I was recently extremely fortunate to attend ICLR 2018, albeit as something of an interloper. Accordingly, what follows is surely a rather atypical highlight reel. All pedantry and any inaccuracy is, of course, due to my own limited understanding of these elegant topics and the breadth of their application.

Causal reasoning and graphical models

There is a well-developed modern theory of causal inference and reasoning based on graphical models developed by Judea Pearl and others. Oft misunderstood and mostly ignored by most statisticians and practitioners, it featured prominently in both contributed papers and invited talks this year.

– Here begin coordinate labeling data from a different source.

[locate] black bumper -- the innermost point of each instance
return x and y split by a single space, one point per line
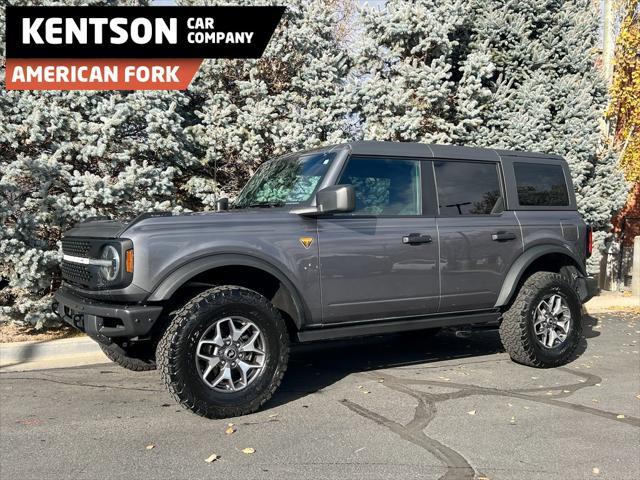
103 321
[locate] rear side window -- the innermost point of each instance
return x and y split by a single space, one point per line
468 188
541 185
384 186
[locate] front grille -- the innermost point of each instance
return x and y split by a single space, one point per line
76 248
76 273
90 276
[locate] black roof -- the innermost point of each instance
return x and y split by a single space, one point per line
424 150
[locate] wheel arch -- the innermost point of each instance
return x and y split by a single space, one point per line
199 272
539 258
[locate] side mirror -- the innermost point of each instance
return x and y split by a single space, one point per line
335 199
222 204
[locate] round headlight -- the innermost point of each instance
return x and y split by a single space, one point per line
110 272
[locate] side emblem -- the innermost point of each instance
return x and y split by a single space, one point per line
306 241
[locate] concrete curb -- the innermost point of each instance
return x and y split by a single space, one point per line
67 352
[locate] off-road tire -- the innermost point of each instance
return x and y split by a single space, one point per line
138 358
176 352
517 332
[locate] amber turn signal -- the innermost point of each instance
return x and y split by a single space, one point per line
128 261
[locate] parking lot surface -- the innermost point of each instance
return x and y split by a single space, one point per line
404 406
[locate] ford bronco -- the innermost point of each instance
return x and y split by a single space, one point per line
354 239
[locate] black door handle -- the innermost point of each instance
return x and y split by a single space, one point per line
416 238
503 236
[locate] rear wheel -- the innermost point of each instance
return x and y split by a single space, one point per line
136 357
543 325
224 353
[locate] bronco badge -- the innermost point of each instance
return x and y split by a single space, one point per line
306 241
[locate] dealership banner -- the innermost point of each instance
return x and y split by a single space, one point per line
127 48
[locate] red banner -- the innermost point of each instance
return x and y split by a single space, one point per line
100 74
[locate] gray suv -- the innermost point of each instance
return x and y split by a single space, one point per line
354 239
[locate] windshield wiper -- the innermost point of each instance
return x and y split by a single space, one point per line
264 205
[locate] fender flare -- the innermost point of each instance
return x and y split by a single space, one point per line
524 261
178 277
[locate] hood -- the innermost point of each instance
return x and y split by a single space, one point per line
97 229
158 221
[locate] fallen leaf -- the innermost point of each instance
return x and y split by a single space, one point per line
212 458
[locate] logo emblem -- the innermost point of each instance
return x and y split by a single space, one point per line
306 242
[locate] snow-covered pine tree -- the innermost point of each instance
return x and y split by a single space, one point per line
549 96
65 156
518 75
417 79
291 98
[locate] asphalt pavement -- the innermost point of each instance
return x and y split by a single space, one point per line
401 406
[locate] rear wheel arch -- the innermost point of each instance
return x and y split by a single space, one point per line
235 269
549 258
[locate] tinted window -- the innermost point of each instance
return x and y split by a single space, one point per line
541 185
468 188
384 186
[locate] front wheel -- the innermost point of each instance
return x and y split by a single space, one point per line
224 353
543 325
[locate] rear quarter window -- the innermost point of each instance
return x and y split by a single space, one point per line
541 185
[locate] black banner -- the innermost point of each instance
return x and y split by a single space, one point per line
139 32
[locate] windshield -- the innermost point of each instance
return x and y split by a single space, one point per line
289 180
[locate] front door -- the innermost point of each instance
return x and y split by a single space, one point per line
380 261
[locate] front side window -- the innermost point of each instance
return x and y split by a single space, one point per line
468 188
384 186
289 180
541 184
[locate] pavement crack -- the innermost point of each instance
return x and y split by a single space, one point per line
88 385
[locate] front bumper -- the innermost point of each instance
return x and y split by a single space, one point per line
104 321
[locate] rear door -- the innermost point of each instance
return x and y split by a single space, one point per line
479 240
380 261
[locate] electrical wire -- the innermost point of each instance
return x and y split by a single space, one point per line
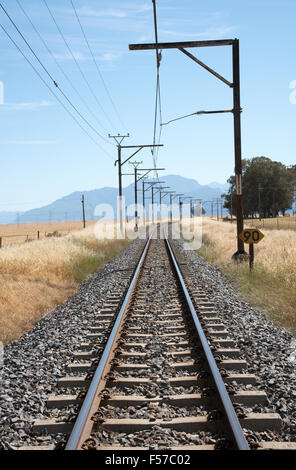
57 63
78 66
155 150
50 76
97 66
52 92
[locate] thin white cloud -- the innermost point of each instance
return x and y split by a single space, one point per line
25 106
29 142
78 56
107 57
124 11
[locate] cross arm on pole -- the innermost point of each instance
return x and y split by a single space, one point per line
148 171
177 45
139 148
202 64
125 161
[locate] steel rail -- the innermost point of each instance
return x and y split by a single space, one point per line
84 413
232 418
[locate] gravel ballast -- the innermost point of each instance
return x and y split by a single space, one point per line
269 349
34 363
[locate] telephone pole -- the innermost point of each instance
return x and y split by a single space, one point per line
120 163
83 210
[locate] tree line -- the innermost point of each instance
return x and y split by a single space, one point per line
269 188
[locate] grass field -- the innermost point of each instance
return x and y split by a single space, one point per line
271 286
36 277
15 234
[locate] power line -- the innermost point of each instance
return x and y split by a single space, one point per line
97 67
52 92
157 93
57 63
78 66
50 76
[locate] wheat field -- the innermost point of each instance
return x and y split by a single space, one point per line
15 234
271 286
36 277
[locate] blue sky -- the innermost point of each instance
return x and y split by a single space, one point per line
45 155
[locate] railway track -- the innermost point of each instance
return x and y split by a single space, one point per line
168 376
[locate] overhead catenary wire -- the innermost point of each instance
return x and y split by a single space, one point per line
53 93
97 67
197 113
78 66
157 111
49 74
57 63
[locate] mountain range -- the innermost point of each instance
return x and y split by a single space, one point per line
69 207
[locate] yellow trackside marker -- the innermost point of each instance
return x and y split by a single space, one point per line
251 235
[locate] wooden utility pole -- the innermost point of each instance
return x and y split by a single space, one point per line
120 163
83 210
236 111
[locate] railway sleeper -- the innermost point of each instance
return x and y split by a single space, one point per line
253 421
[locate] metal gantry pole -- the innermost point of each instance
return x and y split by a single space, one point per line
237 147
235 85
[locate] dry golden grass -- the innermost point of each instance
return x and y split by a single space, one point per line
36 277
271 286
19 233
280 223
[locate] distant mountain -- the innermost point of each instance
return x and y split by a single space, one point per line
69 207
219 186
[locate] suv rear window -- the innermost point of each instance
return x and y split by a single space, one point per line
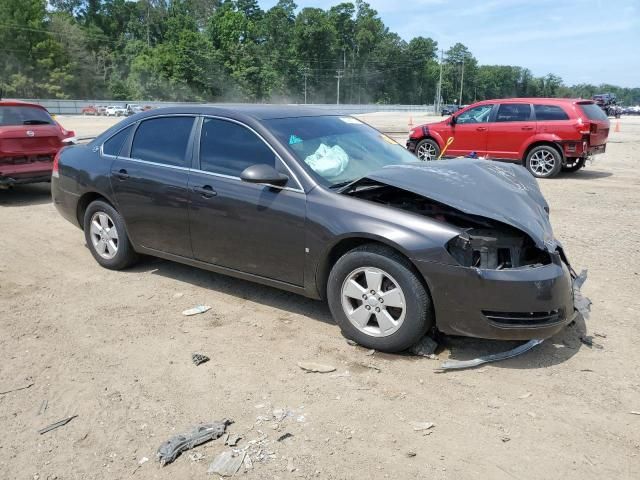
24 115
550 112
593 111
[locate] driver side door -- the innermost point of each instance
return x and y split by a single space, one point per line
470 132
251 228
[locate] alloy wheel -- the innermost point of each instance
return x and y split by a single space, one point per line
104 235
426 152
542 162
373 301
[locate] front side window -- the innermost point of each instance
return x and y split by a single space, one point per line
514 112
550 112
228 148
24 115
479 114
115 143
163 140
337 150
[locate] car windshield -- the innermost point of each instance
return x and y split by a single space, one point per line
23 115
338 150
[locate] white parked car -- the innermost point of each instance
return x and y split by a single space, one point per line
115 111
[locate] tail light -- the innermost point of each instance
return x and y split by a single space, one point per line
56 161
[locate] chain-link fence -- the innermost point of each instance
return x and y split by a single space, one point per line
74 107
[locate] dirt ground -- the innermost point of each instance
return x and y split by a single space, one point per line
114 349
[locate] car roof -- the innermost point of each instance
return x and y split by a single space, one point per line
19 103
536 100
257 112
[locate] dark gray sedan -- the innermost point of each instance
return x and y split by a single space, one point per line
327 207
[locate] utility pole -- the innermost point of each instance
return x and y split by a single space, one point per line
305 74
339 75
439 94
461 82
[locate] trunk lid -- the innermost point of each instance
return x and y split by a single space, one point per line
500 191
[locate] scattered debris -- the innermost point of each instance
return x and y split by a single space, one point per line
425 347
196 456
17 389
421 426
284 437
198 358
227 463
196 310
588 341
580 302
232 440
519 350
316 367
169 450
57 424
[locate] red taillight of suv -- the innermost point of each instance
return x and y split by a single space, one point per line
56 161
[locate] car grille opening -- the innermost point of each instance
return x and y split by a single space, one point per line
524 319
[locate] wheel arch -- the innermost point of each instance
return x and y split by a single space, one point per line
84 202
346 244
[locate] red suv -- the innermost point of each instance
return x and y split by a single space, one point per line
546 135
29 140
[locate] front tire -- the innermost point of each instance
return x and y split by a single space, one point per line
106 236
378 300
544 161
427 150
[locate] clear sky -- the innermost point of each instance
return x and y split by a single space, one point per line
583 41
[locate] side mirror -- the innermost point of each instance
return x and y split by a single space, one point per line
262 173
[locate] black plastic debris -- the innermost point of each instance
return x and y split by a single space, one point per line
169 450
198 358
57 424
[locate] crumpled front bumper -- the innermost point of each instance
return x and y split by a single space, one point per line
510 304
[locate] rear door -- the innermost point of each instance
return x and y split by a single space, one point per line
150 182
598 122
512 127
252 228
470 131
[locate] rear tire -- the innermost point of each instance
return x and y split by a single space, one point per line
106 236
573 166
427 150
544 161
391 326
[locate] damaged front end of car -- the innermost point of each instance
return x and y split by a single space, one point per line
505 276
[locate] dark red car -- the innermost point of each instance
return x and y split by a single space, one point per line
29 140
546 135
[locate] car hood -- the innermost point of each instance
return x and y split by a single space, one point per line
500 191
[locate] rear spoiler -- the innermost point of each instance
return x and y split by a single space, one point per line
78 139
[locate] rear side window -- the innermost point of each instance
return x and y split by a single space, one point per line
163 140
115 143
228 148
24 115
550 112
593 111
514 112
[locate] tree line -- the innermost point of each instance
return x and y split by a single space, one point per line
232 50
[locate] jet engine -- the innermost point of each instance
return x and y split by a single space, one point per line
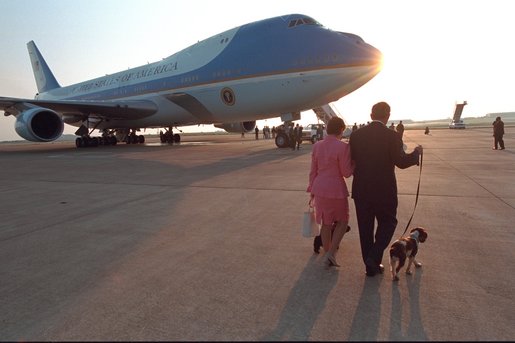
39 125
239 127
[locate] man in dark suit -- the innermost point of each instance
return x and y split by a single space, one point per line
376 151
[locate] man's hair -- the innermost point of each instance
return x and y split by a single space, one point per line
381 110
335 126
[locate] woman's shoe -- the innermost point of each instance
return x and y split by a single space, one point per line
330 261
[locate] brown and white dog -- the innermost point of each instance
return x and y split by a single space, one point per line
406 247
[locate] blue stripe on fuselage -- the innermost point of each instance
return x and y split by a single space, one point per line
261 48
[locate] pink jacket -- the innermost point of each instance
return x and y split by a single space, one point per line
330 163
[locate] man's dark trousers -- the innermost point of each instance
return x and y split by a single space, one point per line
367 212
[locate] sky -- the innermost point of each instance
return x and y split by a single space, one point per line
436 52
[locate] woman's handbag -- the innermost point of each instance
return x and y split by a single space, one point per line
309 224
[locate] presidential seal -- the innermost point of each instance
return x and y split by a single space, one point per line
227 96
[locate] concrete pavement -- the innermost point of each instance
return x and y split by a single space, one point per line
202 241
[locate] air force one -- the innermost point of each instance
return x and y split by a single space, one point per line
271 68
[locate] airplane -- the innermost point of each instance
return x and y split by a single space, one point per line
275 67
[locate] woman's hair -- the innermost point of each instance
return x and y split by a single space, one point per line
335 126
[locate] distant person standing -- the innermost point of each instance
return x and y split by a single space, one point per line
299 136
291 136
400 128
376 151
498 125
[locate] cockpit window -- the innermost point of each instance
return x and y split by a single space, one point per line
302 21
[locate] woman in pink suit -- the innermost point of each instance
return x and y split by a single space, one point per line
330 163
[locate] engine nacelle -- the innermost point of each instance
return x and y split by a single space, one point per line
246 126
39 124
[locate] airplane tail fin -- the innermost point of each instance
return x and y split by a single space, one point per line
45 80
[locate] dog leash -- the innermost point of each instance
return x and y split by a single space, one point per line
416 197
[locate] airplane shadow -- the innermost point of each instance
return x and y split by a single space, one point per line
306 301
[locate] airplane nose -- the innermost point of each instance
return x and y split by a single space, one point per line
361 52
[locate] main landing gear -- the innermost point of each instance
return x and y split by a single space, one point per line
109 137
169 137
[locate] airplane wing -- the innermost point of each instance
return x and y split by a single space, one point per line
121 109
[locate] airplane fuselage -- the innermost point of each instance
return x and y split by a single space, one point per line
255 71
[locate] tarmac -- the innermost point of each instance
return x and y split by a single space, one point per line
202 241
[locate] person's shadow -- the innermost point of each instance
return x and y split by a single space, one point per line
415 330
305 303
365 323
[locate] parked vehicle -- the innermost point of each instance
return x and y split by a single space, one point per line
312 133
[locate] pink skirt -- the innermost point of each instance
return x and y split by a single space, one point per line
329 210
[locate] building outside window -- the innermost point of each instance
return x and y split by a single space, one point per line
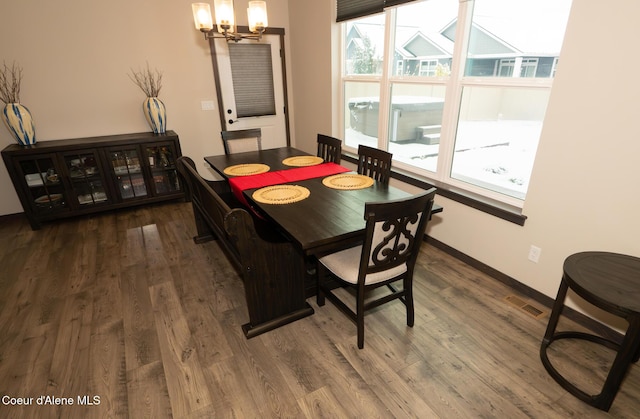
456 90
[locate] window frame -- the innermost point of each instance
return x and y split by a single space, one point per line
454 83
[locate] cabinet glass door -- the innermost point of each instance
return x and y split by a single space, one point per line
86 178
129 176
45 187
162 161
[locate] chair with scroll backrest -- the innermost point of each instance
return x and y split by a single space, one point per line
374 163
329 148
242 140
394 233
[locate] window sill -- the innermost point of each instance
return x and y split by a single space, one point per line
493 208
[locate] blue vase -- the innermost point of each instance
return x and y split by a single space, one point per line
156 114
18 120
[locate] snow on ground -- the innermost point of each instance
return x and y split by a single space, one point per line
497 155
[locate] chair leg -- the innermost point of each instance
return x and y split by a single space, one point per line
408 291
360 316
320 274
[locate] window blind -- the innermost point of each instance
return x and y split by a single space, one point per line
252 75
350 9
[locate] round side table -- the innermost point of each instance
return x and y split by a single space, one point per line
611 282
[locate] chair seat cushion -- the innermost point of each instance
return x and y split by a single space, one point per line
345 265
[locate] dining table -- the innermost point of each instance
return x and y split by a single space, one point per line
327 219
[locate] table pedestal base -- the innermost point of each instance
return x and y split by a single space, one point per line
627 353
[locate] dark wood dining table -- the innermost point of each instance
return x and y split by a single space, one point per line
328 220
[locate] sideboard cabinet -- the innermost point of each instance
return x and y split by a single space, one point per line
66 178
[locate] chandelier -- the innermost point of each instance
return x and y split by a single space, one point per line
225 20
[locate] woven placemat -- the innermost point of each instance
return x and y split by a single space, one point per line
300 161
347 181
281 194
246 169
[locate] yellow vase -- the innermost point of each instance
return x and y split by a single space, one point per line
156 114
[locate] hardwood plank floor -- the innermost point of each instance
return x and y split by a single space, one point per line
125 307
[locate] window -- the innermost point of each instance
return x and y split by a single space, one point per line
462 104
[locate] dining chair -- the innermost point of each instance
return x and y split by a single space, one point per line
242 140
329 148
394 233
374 163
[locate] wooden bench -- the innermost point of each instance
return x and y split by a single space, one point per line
272 268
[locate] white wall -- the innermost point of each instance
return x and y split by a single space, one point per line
76 57
582 192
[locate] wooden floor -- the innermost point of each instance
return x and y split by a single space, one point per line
125 308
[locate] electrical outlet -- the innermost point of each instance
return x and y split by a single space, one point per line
208 105
534 253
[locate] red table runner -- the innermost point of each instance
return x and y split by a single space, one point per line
241 183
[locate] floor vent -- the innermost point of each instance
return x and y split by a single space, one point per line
531 310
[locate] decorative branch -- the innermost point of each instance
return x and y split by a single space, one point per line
149 81
10 79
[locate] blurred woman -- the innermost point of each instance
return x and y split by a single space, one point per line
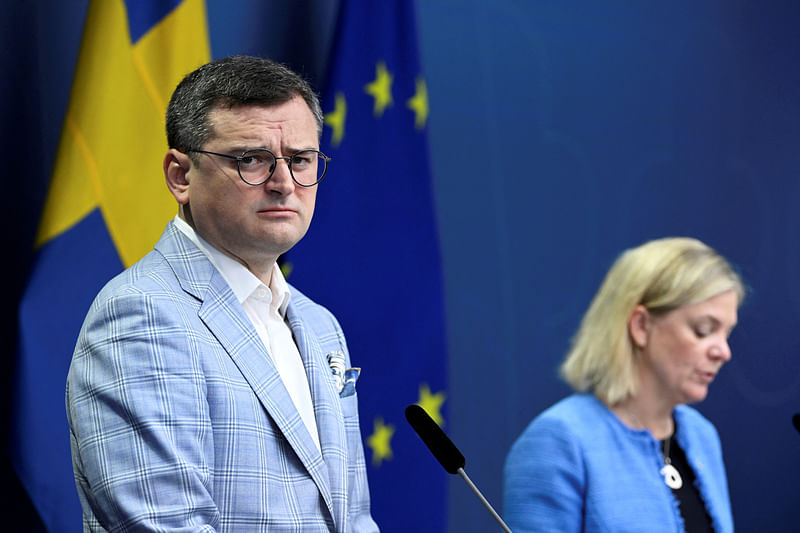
625 452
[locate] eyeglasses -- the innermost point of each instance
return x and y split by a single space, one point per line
307 167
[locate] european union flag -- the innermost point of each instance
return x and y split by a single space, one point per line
372 253
106 206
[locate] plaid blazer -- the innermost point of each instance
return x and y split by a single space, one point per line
179 420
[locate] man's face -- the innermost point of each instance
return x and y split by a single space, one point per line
253 224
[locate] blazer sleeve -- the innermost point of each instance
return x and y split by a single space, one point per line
543 480
140 431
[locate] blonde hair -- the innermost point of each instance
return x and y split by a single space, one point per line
661 275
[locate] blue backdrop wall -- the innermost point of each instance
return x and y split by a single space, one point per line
560 134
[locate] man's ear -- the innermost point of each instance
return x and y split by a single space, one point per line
176 171
639 325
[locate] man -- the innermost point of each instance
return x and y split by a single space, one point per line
205 393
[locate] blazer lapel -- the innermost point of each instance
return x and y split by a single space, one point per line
327 410
225 318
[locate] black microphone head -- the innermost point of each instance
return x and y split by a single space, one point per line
435 439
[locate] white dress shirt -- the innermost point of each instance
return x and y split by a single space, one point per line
266 308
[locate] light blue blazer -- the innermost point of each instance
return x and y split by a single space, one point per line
179 421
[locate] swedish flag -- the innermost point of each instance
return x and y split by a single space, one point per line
372 253
106 206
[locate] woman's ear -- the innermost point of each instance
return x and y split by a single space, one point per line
639 326
176 170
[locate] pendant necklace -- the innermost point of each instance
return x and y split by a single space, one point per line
672 477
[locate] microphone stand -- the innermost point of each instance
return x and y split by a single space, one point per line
483 500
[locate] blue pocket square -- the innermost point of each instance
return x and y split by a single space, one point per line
345 377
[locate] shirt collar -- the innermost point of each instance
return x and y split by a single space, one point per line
242 282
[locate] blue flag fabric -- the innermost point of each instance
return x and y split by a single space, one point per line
372 253
106 205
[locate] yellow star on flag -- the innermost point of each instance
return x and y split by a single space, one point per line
380 441
336 119
432 403
380 89
419 104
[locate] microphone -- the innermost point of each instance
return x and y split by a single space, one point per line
445 452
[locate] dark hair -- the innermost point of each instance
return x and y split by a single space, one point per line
232 81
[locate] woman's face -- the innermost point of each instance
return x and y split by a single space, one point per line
682 350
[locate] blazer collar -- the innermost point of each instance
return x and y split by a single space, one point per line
222 313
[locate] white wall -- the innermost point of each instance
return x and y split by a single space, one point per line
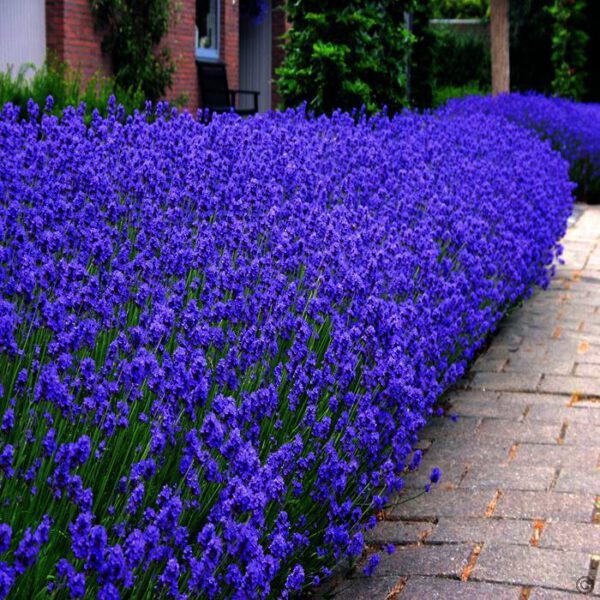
22 33
255 60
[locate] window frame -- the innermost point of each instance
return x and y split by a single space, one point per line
210 54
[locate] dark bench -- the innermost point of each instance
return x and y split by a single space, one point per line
215 91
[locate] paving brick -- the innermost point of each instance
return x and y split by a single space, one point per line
506 381
398 532
448 560
570 384
437 588
531 566
546 366
579 481
555 506
576 414
547 594
538 398
444 427
452 473
584 369
472 395
509 477
497 409
491 430
584 537
444 503
582 434
366 588
494 365
466 451
481 530
580 457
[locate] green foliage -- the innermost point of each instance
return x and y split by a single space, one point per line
65 87
530 46
459 9
421 55
442 94
345 55
133 30
569 41
460 58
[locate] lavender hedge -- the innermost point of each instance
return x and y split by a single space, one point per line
572 127
219 341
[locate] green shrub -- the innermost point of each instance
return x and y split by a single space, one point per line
460 58
345 56
442 94
569 41
66 88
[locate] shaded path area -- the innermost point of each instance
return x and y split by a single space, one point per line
517 512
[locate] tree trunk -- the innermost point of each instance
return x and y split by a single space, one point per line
500 56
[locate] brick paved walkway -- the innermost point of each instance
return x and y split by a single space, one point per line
517 513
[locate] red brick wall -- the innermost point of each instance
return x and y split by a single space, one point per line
72 37
55 28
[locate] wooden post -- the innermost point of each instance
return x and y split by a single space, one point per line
500 51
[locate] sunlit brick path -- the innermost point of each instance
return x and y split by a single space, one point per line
516 513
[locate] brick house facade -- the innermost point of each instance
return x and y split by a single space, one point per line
71 36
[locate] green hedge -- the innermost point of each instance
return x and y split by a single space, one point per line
66 87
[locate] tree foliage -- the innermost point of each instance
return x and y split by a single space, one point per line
345 55
133 31
569 40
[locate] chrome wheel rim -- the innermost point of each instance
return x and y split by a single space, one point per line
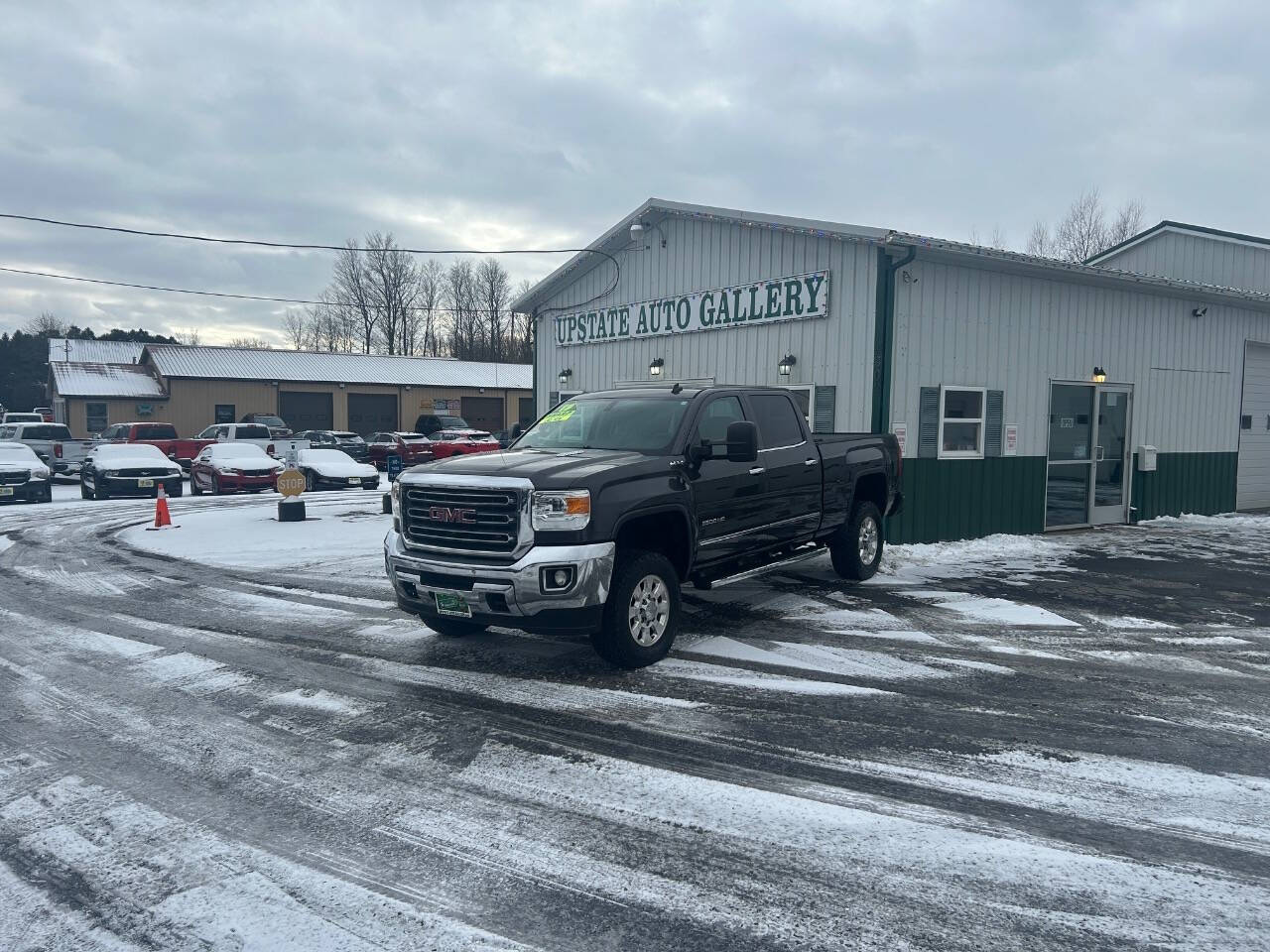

Bernhard Schölkopf, the inventor of Support Vector Machines and largely of kernel methods in machine learning, discussed advances in learning causal models, many of which he worked on, such as in the two-variable case via assumptions on the noise distributions, as well as applications of causal modelling to traditional predictive models, such as semi-supervised learning and covariate shift. I’ve since been reading his (open-access) book.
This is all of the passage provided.